Barbra Streisand se convirtió en una de las artistas más celebradas del mundo después de surgir como una importante cantante y actriz en la década de 1960.
Su extraordinaria voz, apariencia distintiva y personalidad audaz la diferenciaron rápidamente de otros artistas de su generación.
Su gran oportunidad llegó con su actuación en Broadway en Funny Girl, que la convirtió en una gran estrella. Más tarde retomó el papel en la pantalla, ganando un Premio de la Academia por su interpretación.

Al mismo tiempo, su carrera musical estaba despegando, con álbumes y canciones que la consolidaron como una de las artistas discográficas más vendidas de la historia.
Durante las décadas siguientes, Streisand continuó cosechando éxitos tanto en la música como en el cine.
Canciones como “The Way We Were”, “Woman in Love” y “Evergreen” se convirtieron en clásicos perdurables, mientras que películas como Hello, Dolly!, The Way We Were y A Star Is Born consolidaron su estatus como una leyenda del entretenimiento.
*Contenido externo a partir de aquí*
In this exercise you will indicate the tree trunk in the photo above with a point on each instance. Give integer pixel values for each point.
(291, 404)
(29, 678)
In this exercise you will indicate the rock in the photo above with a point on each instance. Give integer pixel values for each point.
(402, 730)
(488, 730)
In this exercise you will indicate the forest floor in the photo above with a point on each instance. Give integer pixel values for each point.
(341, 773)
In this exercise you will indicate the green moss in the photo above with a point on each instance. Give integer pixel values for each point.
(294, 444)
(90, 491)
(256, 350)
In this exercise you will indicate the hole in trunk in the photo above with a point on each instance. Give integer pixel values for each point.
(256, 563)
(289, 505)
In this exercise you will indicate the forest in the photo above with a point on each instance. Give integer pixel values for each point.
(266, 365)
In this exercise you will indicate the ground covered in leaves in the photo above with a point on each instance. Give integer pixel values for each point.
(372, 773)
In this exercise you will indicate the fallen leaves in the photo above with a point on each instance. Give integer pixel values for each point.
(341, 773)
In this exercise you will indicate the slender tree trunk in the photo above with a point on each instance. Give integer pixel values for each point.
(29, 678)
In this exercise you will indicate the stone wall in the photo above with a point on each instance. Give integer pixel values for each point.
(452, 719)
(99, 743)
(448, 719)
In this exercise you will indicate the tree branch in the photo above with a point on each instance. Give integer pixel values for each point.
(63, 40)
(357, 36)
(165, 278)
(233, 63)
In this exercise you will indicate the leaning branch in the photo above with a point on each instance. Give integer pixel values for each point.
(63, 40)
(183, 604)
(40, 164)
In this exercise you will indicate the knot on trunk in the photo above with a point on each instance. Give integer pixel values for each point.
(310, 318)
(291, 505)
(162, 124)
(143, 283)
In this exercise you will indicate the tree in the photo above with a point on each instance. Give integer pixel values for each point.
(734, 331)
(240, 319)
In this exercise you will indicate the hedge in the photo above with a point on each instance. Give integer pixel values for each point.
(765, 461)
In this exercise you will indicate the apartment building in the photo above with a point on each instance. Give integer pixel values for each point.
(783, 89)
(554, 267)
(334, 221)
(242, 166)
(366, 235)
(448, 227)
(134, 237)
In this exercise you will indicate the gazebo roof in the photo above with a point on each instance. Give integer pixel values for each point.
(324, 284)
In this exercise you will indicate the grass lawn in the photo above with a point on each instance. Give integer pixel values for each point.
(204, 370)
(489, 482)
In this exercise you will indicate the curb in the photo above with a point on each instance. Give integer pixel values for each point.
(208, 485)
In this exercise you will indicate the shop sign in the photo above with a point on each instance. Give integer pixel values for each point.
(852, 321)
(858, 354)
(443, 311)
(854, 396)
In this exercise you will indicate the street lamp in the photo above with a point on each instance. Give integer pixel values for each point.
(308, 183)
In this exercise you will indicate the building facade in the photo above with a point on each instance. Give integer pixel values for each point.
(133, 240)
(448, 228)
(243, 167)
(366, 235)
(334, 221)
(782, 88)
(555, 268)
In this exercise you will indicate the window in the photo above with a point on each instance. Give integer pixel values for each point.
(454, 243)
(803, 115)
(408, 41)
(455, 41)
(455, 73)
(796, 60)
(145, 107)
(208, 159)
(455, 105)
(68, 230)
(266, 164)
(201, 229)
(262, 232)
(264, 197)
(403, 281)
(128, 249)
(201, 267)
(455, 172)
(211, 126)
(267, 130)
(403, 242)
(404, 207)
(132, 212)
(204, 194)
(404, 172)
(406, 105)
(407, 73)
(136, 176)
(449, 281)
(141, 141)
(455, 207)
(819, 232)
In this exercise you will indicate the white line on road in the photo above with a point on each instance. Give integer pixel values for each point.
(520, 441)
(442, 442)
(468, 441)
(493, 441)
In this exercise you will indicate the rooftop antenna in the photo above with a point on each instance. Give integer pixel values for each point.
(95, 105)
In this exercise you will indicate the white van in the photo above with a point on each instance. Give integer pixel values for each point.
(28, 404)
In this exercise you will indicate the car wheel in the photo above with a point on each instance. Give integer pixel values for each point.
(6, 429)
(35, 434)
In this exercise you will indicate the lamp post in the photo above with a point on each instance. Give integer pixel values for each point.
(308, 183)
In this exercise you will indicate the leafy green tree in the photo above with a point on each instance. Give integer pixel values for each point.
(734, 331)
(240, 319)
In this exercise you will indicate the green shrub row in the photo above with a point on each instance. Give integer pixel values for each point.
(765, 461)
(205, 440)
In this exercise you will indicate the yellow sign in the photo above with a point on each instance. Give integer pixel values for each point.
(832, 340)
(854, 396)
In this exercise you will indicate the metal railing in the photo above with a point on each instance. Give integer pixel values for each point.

En el apogeo de su fama, Barbra era conocida por sus rasgos distintivos, su largo cabello oscuro, sus elegantes vestidos y su voz inconfundible. Su apariencia nunca estuvo diseñada para ajustarse a los estándares convencionales de Hollywood, lo que se convirtió en parte de lo que la hizo tan memorable.
Con los años, el estilo y la apariencia de Streisand han evolucionado naturalmente. Sus peinados han cambiado drásticamente, y su aspecto actual es mucho más maduro que la imagen que el público recuerda de sus primeros años de carrera.

Ahora en sus 80, Barbra Streisand sigue activa en la música y el entretenimiento. Aunque luce diferente de la joven artista que cautivó al público por primera vez, su voz, confianza y extraordinaria presencia escénica siguen siendo fundamentales en su identidad.
Después de más de seis décadas bajo los reflectores, Streisand continúa siendo recordada como una de las cantantes, actrices y artistas más influyentes de todos los tiempos.